Les rentrées d’Habib à la 58e à la place de Coly, de Pape Bouba Diop à la 80’ à la place d’Ousmane Ndoye et de Diomansy Camara à la 69’ à la place de Mamadou Niang n’auront pas servi à grand chose.

Le 30 janvier, le Sénégal se relançait face au Kenya (petit poucet du groupe) grâce à des buts de Mamadou Niang (4’ et 31’) et Pape Bouba Diop (19’).

En défense, on retrouvait Ibrahima Faye, Omar Daf, Lamine Diatta et Pape Malick Diop. Au milieu, on retrouvait le trio qui avait tenu la baraque face à la France à savoir Salif Diao, Aliou Cissé et Pape Bouba Diop. En attaque, Mamadou Niang prenait la place de Fadiga et accompagnait le duo El Hadji Diouf et Henry Camara.

Frédéric Mendy et Diomansy Camara prenaient la place d’El Hadji Diouf et Mamadou Niang à la 69’ tandis qu’Habib Beye remplaçait Omar Daf à la 85’.

Le 02 février 2004, Habib Beye de la tête (45’) répondait à la tête de Dramane Traoré (34’). Grâce à ce nul, le Sénégal décrochait son ticket pour les 1/4. Guy Stéphan opérait deux changements dans le onze: Habib Beye prenait la place d’Omar Daf tandis que Moussa Ndiaye suppléait Aliou Cissé.

Face au Pays-hôte, Guy Stéphan opérait également des changements dans son onze de type. Lamine Sakho prenait la place de Mamadou Niang au moment où Aliou Cissé reprenait sa place au détriment de Moussa Ndiaye.

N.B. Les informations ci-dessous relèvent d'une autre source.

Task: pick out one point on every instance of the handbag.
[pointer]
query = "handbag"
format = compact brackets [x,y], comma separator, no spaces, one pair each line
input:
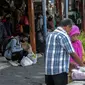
[26,61]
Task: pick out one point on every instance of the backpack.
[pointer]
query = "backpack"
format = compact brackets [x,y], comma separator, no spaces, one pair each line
[12,47]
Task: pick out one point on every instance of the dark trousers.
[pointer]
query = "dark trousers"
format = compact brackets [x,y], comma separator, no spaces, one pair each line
[59,79]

On retrouvait pratiquement la même équipe que celle de 2002. Tony Sylva était épaulé en défense par Habib Beye, Ibrahima Faye, Lamine Diatta et Pape Malick Diop.

Au milieu, on retrouvait trio de la coupe du monde (Aliou Cissé, Salif Diao et Pape Bouba Diop). En attaque, Lamine Sakho (remplaçant de Fadiga) épaulait Diouf et Henry Camara.

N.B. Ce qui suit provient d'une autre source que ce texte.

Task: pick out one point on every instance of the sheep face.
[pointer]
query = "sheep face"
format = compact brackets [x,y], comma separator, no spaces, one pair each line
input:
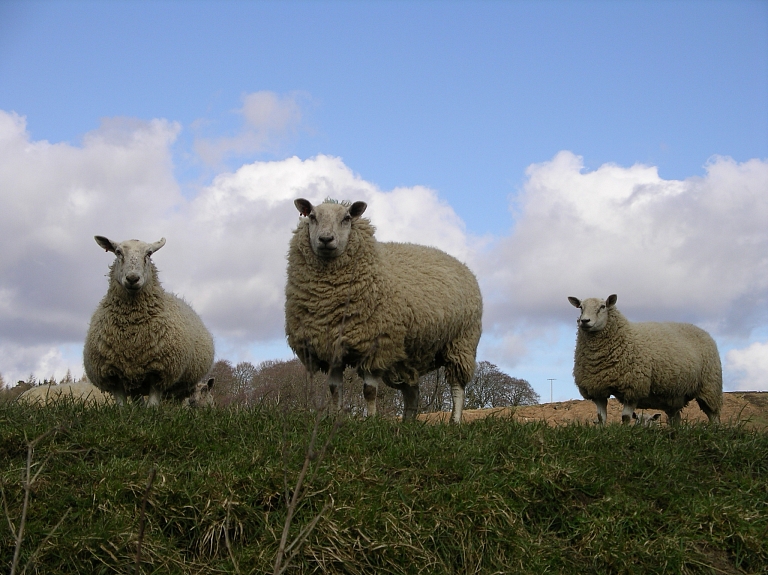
[202,397]
[594,312]
[329,225]
[132,265]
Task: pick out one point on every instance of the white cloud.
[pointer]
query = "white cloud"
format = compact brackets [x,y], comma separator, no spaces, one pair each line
[268,119]
[693,250]
[233,264]
[225,250]
[751,366]
[54,198]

Malheureusement, le Sénégal perdra ce match dès suite d’un ballon perdu par El Hadji Diouf au milieu de terrain à la 65’. Le remplacement de Salif Diao à la 73’ par Mamadou Niang et Lamine Sakho par Diomansy Kamara paraissaient trop tardifs pour inverser la vapeur.

Le premier constat est que l’équipe, comme en 86, 90, 92 et 94, était trop instable. Guy Stéphan n’avait pas de onze type et tâtonnait sans cesse.

La seconde observation est que El Hadji Diouf (23 ans) était cramé mais étant nostalgique de ses prouesses de 2002, on n’a pas voulu ouvrir les yeux. Il fallait confier les clés de cette équipe à Mamadou Niang qui était l’attaquant le plus en forme.

Malheureusement, le coach a voulu miser sur des cadres qui n’étaient plus que l’ombre d’eux mêmes. Aliou Cissé doit retenir les leçons de ce débâcle pour ne pas commettre les mêmes erreurs en 2024. Le football n’a pas de mémoire seule la forme du moment doit prévaloir.